Jail for checking jihadist websites
A new law that has been contested and must be given the green light by France’s top constitutional court, before it comes into power will allow judges to sentence those who consult jihadist websites to two years in prison and a €30,000 fine.
France has introduced various measures aimed at tackling radicalization either before it occurs or after.
It launched its own “Stop Jihadism” campaign following the January 2015 terror attacks which was aimed at battling the powerful propaganda by Islamic state. In a powerful video it warned those tempted to join Jihad that they would “die alone far from home”.
Other campaigns included videos with the families of those who had been radicalized and left for Syria.
An emergency number was also created to allow friends and family to signal to authorities any signs that someone had been radicalized. It has since received thousands of calls.
Tackling radicalization in prisons
One major front in the battle against terrorism has taken place in prisons.
Many of those who have launched attacks in France were found to have been petty criminals in the past and may have fallen under the influence of radical Islam while in prison. France currently has several prisons that are trialing keeping radicalized inmates in separate wings to protect vulnerable prisoners.

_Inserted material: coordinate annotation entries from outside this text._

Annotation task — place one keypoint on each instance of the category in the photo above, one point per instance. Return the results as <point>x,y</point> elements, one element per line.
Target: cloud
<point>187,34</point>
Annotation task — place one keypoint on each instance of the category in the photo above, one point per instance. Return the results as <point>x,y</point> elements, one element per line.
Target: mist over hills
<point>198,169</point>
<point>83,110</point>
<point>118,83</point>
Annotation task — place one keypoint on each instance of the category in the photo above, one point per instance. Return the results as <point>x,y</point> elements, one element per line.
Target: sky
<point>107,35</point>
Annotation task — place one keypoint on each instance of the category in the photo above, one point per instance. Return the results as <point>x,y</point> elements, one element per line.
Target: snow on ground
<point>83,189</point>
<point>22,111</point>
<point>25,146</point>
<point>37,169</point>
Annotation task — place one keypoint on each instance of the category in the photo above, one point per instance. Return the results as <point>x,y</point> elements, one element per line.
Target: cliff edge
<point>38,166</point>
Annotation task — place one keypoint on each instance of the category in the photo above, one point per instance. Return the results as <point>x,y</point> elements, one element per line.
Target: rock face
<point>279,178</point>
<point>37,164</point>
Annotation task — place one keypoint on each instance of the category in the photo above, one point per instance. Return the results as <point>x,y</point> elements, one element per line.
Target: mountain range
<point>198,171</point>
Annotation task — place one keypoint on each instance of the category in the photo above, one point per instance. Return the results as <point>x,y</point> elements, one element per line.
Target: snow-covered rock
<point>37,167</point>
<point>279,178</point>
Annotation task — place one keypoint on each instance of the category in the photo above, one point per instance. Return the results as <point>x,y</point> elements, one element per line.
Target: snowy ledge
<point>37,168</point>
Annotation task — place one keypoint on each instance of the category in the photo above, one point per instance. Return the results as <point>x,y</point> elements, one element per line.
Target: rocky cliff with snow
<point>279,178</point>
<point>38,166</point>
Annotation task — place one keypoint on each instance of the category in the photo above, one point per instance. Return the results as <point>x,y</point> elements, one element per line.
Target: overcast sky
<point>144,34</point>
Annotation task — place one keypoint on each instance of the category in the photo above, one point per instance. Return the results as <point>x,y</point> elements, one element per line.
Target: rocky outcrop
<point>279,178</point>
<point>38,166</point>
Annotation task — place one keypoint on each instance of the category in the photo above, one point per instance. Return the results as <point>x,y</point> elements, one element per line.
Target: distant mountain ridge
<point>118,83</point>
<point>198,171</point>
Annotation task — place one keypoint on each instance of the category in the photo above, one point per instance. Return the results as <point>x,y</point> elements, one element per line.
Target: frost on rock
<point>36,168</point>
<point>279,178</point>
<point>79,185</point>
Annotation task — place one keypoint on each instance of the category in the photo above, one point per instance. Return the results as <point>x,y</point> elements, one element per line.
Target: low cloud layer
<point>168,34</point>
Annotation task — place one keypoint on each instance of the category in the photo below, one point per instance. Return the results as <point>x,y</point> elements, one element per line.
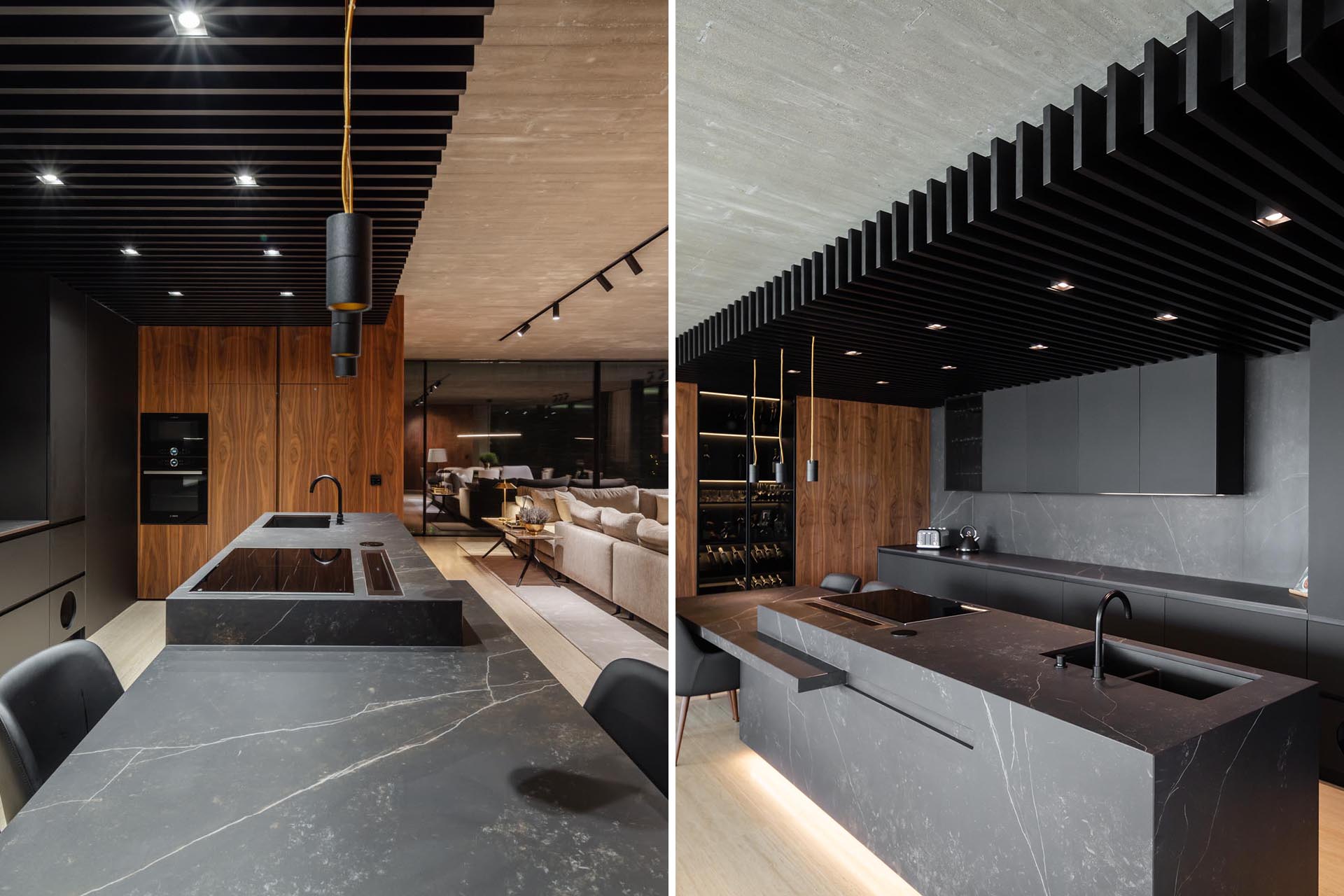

The inmates are kept in their own cell and they must undergo a kind of de-radicalization course with psychologists and repentant former jihadists. Around 100 out of some 1,400 radicalized prisoners are subject to the trial. However while the plan sounds sensible, many have criticised it for helping jihadist networks grow.
The number of Muslim clerics working in prisons to deal with militants was also increased.
Surveillance in prisons
The government intends to increase the number of “prison spies” to keep closer tabs on jihadists. There are currently 72 but this year that number should rise to 185. A recent parliamentary inquiry into the November attacks criticised the lack of resources for intelligence services working in prisons.
(Fresnes prison, where radicalized inmates are kept separate. AFP)
Mosques closed, preachers expelled
Since 2012 the government says it has expelled 80 “preachers of hate” and closed 10 mosques or Muslim prayer rooms that were considered to be under the influence of extremists.
Border controls reintroduced
After the November attacks President François Hollande took to the air waves to announce “France’s borders are closed”.
That wasn’t quite what he meant but France has restored border checks and as a result millions of people have been stopped and checked, mostly at random, whereas before November they were free to cross borders under the Schengen agreement.
Bombing raids in Syria and Iraq
The French government has also taken the war on terrorism to the Middle East, where it has launched bombing raids on Isis targets in both Syria and Iraq. It is also believed to have carried out missions in Libya.
After the Nice truck attack Hollande announced missions would be increased. However many may argue that the bombing missions have only encouraged Isis to call for attacks on France soil.
Terrorists NOT stripped of French nationality
The one measure the right were staunchly in favour of had to be scrapped because Hollande did not have enough support among his own party. Most experts however believe it would have had little impact on the war on terror.
With the government under pressure to do more to fight terrorism, we can expect more measures to be taken in the months to come.
Do you judge these measures to have been enough? What more can be done?